Following the on-going revelations from the Wirecard scandal, German Finance Minister Olaf Scholz (SPD) wants more funding for the country’s financial oversight agency (BaFin). “I want a more powerful agency,” he told the newspaper Die Zeit on Wednesday (22 July).
The comments are the latest criticism of BaFin, as many have wondered how the agency had overseen the €2 billion missing from Wirecard’s balance sheets. Scholz’s proposals hit directly on this question, as he called for improving BaFin’s auditors.
“How can it be that highly qualified, excellently trained and expensively paid auditors of a company that has been auditing Wirecard’s financial statements for almost ten years have not noticed anything of all the fraud that is now apparent,” said Scholz.
However, these calls come after last weekend’s revelations that the German government lobbied on behalf of Wirecard in September 2019, seven months after Scholz learned of BaFin’s investigations into the company.
Now, further contacts have come to light.
On Wednesday (22 July), weekly newspaper Der Spiegel published an article claiming: “The German government maintained significantly more contacts with […] Wirecard than it has so far admitted to parliament and the media.”

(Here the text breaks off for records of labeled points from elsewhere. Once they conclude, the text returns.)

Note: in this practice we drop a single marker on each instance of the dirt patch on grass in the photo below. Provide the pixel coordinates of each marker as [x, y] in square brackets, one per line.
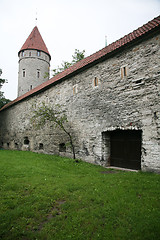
[109, 172]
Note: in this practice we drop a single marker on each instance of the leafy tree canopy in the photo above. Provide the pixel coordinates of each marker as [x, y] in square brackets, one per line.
[56, 116]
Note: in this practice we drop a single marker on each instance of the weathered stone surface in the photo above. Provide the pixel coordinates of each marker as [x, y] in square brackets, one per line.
[131, 102]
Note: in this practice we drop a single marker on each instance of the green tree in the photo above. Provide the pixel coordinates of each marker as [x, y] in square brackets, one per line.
[3, 100]
[76, 57]
[46, 113]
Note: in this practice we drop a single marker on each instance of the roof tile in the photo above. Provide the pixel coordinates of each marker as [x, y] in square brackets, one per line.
[35, 41]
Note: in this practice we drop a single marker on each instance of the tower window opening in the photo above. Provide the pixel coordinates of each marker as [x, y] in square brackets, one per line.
[38, 73]
[124, 72]
[62, 147]
[26, 141]
[38, 53]
[24, 73]
[40, 146]
[95, 82]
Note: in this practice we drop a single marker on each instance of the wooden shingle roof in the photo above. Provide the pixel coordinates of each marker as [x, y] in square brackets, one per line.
[35, 41]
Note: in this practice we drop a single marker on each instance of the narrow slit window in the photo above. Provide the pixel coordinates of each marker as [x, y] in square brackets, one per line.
[123, 72]
[75, 89]
[38, 73]
[62, 147]
[95, 82]
[40, 146]
[23, 73]
[38, 53]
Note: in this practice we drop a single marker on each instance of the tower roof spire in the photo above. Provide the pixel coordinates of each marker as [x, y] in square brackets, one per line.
[35, 41]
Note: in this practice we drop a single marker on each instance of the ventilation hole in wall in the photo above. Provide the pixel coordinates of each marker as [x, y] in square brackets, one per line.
[40, 146]
[62, 147]
[26, 141]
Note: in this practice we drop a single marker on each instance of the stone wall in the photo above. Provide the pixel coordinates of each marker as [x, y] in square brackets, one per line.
[32, 70]
[121, 92]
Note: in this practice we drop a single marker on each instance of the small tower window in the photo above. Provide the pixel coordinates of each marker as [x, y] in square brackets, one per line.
[75, 89]
[62, 147]
[38, 73]
[124, 71]
[23, 73]
[95, 82]
[38, 53]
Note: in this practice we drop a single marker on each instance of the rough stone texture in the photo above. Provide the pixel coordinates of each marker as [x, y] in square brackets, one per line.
[118, 102]
[32, 64]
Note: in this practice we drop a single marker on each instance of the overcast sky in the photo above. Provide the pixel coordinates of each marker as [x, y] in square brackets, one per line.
[66, 25]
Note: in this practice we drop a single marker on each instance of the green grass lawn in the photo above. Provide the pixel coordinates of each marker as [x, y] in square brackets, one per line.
[49, 197]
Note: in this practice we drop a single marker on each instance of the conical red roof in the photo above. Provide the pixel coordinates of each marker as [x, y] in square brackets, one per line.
[35, 41]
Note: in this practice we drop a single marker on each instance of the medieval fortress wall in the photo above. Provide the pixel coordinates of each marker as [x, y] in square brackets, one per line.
[33, 67]
[121, 92]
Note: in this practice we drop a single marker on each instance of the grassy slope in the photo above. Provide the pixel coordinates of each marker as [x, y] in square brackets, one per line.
[48, 197]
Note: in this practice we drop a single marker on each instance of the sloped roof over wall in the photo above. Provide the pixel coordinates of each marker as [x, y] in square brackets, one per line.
[35, 41]
[131, 38]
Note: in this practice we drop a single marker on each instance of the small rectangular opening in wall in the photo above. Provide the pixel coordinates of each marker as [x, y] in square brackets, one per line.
[62, 147]
[75, 89]
[122, 148]
[124, 71]
[40, 146]
[96, 82]
[26, 141]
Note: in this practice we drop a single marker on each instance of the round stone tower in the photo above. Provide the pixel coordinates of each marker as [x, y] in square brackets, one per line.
[34, 63]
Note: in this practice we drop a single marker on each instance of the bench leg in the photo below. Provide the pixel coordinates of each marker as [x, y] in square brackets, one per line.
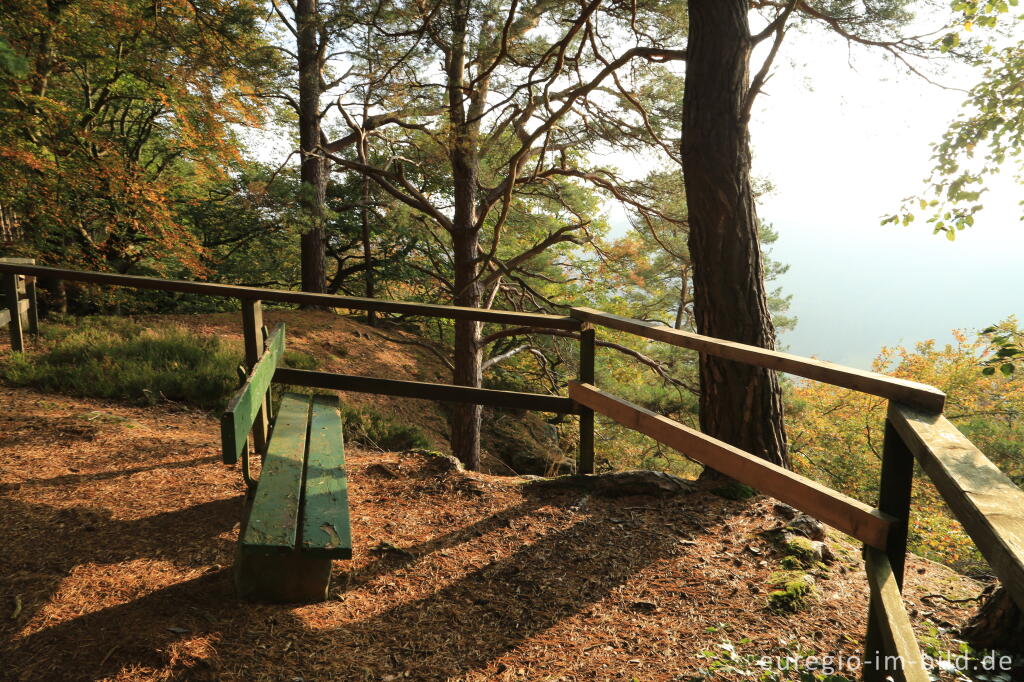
[287, 578]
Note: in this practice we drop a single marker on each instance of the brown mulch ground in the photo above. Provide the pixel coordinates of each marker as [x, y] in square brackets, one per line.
[118, 530]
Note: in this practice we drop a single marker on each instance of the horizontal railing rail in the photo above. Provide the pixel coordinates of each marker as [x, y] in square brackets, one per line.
[539, 320]
[909, 392]
[984, 500]
[844, 513]
[981, 497]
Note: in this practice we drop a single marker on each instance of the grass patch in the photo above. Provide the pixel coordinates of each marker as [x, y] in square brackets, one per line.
[368, 427]
[117, 358]
[121, 359]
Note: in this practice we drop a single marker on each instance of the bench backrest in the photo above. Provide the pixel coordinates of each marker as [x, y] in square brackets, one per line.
[238, 420]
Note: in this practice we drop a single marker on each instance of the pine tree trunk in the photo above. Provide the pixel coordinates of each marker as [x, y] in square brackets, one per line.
[740, 405]
[465, 237]
[468, 350]
[312, 194]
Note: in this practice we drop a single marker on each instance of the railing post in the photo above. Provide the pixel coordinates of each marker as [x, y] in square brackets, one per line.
[10, 295]
[587, 360]
[894, 500]
[30, 293]
[252, 330]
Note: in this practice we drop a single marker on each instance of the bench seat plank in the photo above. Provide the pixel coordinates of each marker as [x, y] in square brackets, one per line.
[325, 519]
[274, 518]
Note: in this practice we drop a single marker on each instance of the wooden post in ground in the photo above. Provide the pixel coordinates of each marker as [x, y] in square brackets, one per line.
[252, 330]
[894, 499]
[587, 363]
[30, 293]
[14, 324]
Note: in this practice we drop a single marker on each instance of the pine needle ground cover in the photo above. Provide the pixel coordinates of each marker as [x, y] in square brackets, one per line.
[120, 525]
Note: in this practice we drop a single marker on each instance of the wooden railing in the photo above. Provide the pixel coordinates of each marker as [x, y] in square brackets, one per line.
[985, 501]
[19, 310]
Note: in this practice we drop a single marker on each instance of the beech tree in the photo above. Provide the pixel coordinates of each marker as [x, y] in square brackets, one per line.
[115, 111]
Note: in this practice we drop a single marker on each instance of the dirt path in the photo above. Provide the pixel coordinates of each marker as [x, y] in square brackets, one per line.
[119, 526]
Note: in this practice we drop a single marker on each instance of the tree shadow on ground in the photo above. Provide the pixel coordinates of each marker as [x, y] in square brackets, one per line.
[460, 627]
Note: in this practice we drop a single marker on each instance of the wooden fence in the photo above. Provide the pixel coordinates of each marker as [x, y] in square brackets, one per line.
[984, 500]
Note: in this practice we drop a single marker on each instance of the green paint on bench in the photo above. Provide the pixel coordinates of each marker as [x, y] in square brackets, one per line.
[325, 517]
[238, 420]
[274, 518]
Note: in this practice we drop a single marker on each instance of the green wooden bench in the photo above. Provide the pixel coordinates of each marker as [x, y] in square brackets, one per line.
[296, 516]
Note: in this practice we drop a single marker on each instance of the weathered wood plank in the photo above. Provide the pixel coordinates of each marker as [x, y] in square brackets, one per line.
[9, 287]
[424, 390]
[246, 405]
[273, 521]
[894, 499]
[902, 656]
[909, 392]
[252, 334]
[844, 513]
[23, 306]
[325, 517]
[325, 300]
[588, 355]
[983, 498]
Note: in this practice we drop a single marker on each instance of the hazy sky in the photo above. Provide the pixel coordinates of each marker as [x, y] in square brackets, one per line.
[843, 146]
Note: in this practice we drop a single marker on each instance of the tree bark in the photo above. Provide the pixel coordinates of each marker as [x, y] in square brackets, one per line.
[739, 403]
[313, 172]
[464, 157]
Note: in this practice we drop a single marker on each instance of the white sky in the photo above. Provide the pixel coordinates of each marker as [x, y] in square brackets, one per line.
[843, 146]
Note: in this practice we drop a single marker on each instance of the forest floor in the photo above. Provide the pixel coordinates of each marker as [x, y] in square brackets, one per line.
[120, 522]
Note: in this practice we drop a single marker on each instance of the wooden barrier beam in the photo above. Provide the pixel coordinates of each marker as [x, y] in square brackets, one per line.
[841, 512]
[299, 297]
[982, 498]
[909, 392]
[424, 390]
[900, 656]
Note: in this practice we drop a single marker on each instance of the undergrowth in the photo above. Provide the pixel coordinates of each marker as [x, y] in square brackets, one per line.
[121, 359]
[368, 427]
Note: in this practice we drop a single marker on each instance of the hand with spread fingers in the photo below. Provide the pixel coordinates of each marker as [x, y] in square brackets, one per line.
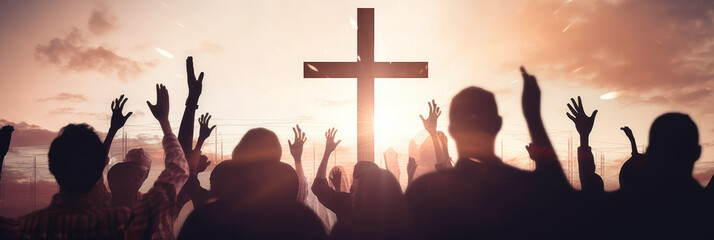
[431, 121]
[296, 146]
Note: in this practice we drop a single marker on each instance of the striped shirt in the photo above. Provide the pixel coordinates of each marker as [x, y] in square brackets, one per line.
[75, 216]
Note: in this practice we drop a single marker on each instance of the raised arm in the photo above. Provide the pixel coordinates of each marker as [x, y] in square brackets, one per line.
[630, 136]
[543, 152]
[589, 180]
[204, 131]
[5, 136]
[117, 122]
[322, 190]
[442, 159]
[411, 169]
[296, 148]
[176, 170]
[195, 87]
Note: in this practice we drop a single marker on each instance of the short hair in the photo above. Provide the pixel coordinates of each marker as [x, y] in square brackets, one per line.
[474, 110]
[258, 144]
[77, 158]
[673, 136]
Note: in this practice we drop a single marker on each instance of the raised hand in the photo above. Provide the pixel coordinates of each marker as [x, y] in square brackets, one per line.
[161, 109]
[411, 169]
[119, 119]
[204, 131]
[336, 179]
[5, 136]
[631, 136]
[203, 163]
[531, 96]
[583, 123]
[531, 151]
[628, 132]
[297, 144]
[195, 86]
[430, 122]
[330, 144]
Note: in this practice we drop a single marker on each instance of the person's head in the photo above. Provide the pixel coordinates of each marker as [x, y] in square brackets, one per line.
[474, 121]
[124, 180]
[362, 168]
[380, 207]
[674, 143]
[254, 183]
[339, 179]
[258, 144]
[77, 158]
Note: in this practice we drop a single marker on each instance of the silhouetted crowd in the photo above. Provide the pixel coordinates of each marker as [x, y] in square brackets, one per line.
[256, 196]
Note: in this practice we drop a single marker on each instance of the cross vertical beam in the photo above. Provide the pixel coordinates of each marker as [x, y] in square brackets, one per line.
[365, 84]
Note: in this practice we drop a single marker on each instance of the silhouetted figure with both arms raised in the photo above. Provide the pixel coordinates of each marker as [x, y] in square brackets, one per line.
[481, 197]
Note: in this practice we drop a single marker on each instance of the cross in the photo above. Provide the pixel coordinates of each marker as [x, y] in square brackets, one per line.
[365, 69]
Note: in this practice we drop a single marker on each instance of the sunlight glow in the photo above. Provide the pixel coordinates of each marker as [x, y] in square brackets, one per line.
[164, 53]
[610, 95]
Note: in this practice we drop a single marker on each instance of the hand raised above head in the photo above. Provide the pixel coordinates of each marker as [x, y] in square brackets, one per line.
[161, 109]
[297, 145]
[204, 131]
[330, 144]
[431, 121]
[531, 95]
[195, 86]
[411, 166]
[118, 119]
[583, 123]
[627, 131]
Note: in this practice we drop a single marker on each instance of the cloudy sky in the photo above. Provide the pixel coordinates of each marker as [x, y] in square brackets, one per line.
[64, 61]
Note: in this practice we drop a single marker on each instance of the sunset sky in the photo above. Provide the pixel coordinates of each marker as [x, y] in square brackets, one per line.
[64, 61]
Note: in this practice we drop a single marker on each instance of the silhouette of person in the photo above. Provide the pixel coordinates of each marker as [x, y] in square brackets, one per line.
[76, 160]
[481, 197]
[591, 182]
[296, 147]
[380, 210]
[99, 194]
[254, 195]
[441, 151]
[341, 203]
[5, 136]
[668, 202]
[339, 179]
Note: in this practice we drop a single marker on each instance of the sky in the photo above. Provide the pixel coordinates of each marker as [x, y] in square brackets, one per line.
[633, 60]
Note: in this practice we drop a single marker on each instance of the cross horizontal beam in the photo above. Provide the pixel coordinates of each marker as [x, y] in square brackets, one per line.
[379, 69]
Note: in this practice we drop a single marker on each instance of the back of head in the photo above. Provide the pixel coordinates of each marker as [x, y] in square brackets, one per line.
[126, 178]
[258, 144]
[248, 184]
[339, 179]
[473, 113]
[380, 207]
[77, 158]
[674, 141]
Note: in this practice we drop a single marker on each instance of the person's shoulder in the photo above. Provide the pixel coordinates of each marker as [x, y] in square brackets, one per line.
[431, 181]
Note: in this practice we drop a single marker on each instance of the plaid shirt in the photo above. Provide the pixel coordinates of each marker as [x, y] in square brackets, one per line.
[77, 217]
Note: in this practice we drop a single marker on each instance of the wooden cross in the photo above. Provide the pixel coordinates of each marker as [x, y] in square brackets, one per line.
[365, 70]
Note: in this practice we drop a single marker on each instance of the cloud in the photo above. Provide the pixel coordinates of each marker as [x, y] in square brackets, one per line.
[101, 21]
[26, 135]
[72, 53]
[61, 97]
[330, 102]
[72, 111]
[660, 48]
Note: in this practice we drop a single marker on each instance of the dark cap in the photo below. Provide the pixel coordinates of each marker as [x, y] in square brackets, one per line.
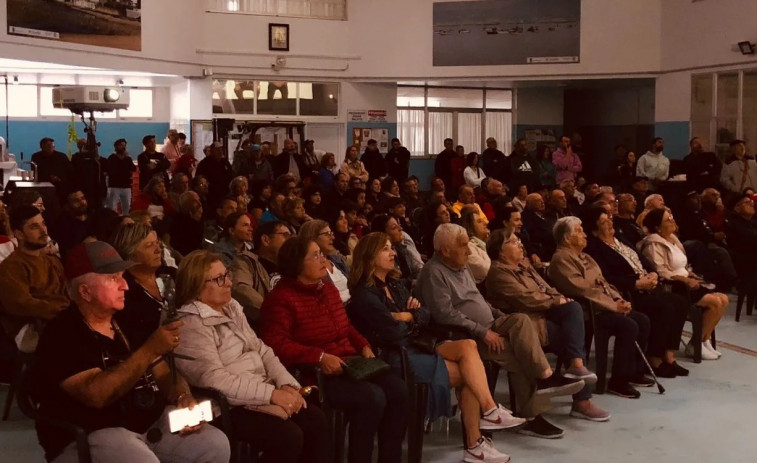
[94, 257]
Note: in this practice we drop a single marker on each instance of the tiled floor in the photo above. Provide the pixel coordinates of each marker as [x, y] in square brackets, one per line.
[707, 417]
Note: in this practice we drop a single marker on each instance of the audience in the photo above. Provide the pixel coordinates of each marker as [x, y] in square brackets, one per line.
[305, 322]
[268, 410]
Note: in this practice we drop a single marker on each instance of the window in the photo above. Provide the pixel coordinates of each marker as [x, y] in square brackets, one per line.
[275, 98]
[140, 104]
[322, 9]
[428, 115]
[22, 101]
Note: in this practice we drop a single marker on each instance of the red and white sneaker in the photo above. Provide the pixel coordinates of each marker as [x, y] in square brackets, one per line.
[484, 452]
[499, 418]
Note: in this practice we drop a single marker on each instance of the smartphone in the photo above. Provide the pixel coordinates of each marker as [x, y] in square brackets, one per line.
[182, 417]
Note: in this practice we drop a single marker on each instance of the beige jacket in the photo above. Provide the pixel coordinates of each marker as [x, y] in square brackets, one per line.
[228, 356]
[517, 289]
[579, 276]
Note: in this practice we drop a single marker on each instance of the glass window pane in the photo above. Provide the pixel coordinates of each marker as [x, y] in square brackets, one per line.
[277, 97]
[140, 104]
[499, 99]
[455, 98]
[701, 97]
[499, 125]
[46, 104]
[439, 128]
[319, 99]
[728, 95]
[411, 130]
[410, 97]
[469, 131]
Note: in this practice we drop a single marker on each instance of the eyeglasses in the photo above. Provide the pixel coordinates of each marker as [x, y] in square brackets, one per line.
[221, 279]
[315, 257]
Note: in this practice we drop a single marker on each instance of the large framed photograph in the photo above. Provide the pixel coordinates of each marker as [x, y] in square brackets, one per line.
[278, 37]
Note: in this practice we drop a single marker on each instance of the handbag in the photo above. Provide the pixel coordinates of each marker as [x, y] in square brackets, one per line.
[361, 368]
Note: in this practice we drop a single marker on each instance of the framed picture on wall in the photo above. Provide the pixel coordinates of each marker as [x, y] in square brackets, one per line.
[278, 37]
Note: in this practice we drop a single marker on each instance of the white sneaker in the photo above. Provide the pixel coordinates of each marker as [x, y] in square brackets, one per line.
[484, 452]
[707, 344]
[499, 418]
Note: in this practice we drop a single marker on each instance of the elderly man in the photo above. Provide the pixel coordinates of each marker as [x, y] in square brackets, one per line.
[576, 274]
[466, 196]
[538, 227]
[513, 285]
[447, 287]
[89, 375]
[32, 284]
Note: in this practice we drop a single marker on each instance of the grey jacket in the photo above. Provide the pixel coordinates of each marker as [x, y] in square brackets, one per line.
[229, 357]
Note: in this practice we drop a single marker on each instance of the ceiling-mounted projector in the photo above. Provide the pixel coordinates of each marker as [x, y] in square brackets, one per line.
[81, 99]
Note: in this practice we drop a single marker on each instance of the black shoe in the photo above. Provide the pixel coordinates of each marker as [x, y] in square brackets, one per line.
[622, 388]
[557, 385]
[680, 371]
[665, 370]
[640, 380]
[539, 427]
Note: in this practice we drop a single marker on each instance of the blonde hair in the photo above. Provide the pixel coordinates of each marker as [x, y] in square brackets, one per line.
[363, 260]
[190, 278]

Such contacts include former Federal Commissioner for Intelligence Services, Klaus-Dieter Fritsche, who lobbied the chancellery for a meeting to discuss the company. This ultimately took place between Fritsche, the head of the economic and financial department, Lars-Hendrik Röller, and a member of Wirecard’s board in September 2019.
Scholz and Economy Minister Peter Altmaier (CDU) will answer questions on this subject before the Bundestag’s Finance Committee next Wednesday (29 July).